Pour une fois, les défenseurs de la justice économique semblent ne pas être les seuls à reconnaître que la finance mondiale a besoin d’être réformée. La fragilité des bourses du monde entier et les faillites de grandes banques ont convaincu les gouvernements des pays riches de prendre les choses en main, en particulier à cause des répercussions qu’a la crise financière sur l’économie “réelle,” qui se traduisent par des licenciements massifs dans des entreprises touchées par le resserrement du crédit et des marchés de la consommation.

“Mais il existe une différence fondamentale de méthodologie entre ceux qui cherchent à refonder le capitalisme financier et ceux qui pensent que l’économie mondiale a besoin d’un nouveau paradigme,” affirme l’économiste brésilien Marcos Arruda. “Ce qu’il faut, ce n’est pas simplement quelques règlements par-ci par-là, mais de véritables solutions de remplacement au système actuel, de façon à entraîner une transformation radicale.”

Marcos Arruda était l’un des intervenants ayant présenté une nouvelle architecture financière internationale lors d’une table ronde organisée par le Conseil œcuménique des Eglises (COE) pendant le Forum social mondial (FSM) qui s’est tenu récemment à Belém, au Brésil.

Ce Forum est le plus grand rassemblement international du mouvement altermondialiste, qui a pour but de résister à la mondialisation économique par l’exploitation en proposant d’autres formes d’ordre économique et social fondé sur des valeurs éthiques.

La quête de solutions de remplacement viables à l’actuel système financier international fut l’une des principales questions abordées lors du Forum, qui s’est tenu à Belém, au nord-est du Brésil, jusqu’au 1er février. Rassemblant quelque 130 000 militants sociaux de plus de 140 pays sur six jours aux portes de l’Amazonie, le Forum a également mis l’accent sur la crise environnementale et sur ce qu’ont à dire les peuples autochtones.

Viser le cœur du “capitalisme casino”

“Toute solution de remplacement crédible au système financier actuel doit remplir deux conditions préalables fondamentales,” explique Martin Gück, de Kairos Europe, un réseau de mouvements de justice liés à l’Eglise. Martin Gück était également l’un des participants de la table ronde organisée par le COE à Belém.

“D’une part, elle doit remédier au déséquilibre de pouvoir dans le système financier actuel, qui favorise des acteurs privés et publics – les banques et les institutions financières internationales – qui n’ont aucune légitimité démocratique et ne rendent aucun compte à la société. D’autre part, la domination de la finance sur l’économie ‘réelle’ doit prendre fin.”

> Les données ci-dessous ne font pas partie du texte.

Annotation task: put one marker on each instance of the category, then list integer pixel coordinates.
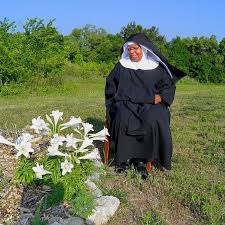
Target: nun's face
(135, 52)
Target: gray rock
(56, 223)
(93, 188)
(73, 221)
(106, 207)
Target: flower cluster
(71, 148)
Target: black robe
(138, 127)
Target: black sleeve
(167, 89)
(111, 85)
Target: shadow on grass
(99, 124)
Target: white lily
(87, 128)
(25, 137)
(73, 123)
(66, 167)
(92, 155)
(56, 116)
(24, 148)
(40, 126)
(5, 141)
(53, 150)
(57, 140)
(101, 135)
(72, 141)
(87, 142)
(40, 171)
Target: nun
(138, 93)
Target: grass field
(192, 193)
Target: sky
(184, 18)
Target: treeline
(40, 50)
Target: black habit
(138, 127)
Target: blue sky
(184, 18)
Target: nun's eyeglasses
(133, 48)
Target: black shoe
(141, 168)
(123, 167)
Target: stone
(106, 207)
(93, 188)
(73, 221)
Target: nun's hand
(158, 99)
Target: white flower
(40, 126)
(40, 171)
(66, 167)
(93, 155)
(24, 148)
(25, 137)
(73, 123)
(101, 135)
(57, 140)
(53, 150)
(56, 115)
(5, 141)
(72, 141)
(87, 142)
(87, 128)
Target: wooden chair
(107, 148)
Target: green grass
(195, 188)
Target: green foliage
(152, 218)
(24, 173)
(42, 52)
(83, 204)
(37, 51)
(36, 220)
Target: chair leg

Autrement dit, ce qu’il faut prendre pour cible, c’est le cœur de ce que l’on pourrait appeler “le capitalisme casino.” Pour chaque dollar d’une transaction réalisée dans l’économie “réelle” – où les biens et services sont échangés contre de l’argent – 35 dollars sont utilisés pour des transactions d’une nature purement “virtuelle,” au moyen d’instruments financiers toujours plus complexes et toujours plus éloignés des produits réels.

Elément indissociable, le principe de la valeur actionnariale doit être inversé. Résumé par Milton Friedman, l’un des pères de l’économie néolibérale, ce principe soutient que “la seule responsabilité d’une entreprise est d’augmenter les profits de ses actionnaires.”

Selon Martin Gück, “il n’est plus acceptable que seuls les intérêts des actionnaires – y compris la maximisation des profits à court terme – soient pris en compte lors de la prise de décision des entreprises multinationales.”

Des solutions à une crise systémique

A Belém, une vingtaine d’organisations de la société civile et de réseaux se préoccupant de justice économique ont pu se mettre d’accord sur un certain nombre de propositions concrètes visant à réformer le système financier actuel. Aussi complexe que soit le système, les solutions proposées sont également variées et, parfois même, de nature relativement technique.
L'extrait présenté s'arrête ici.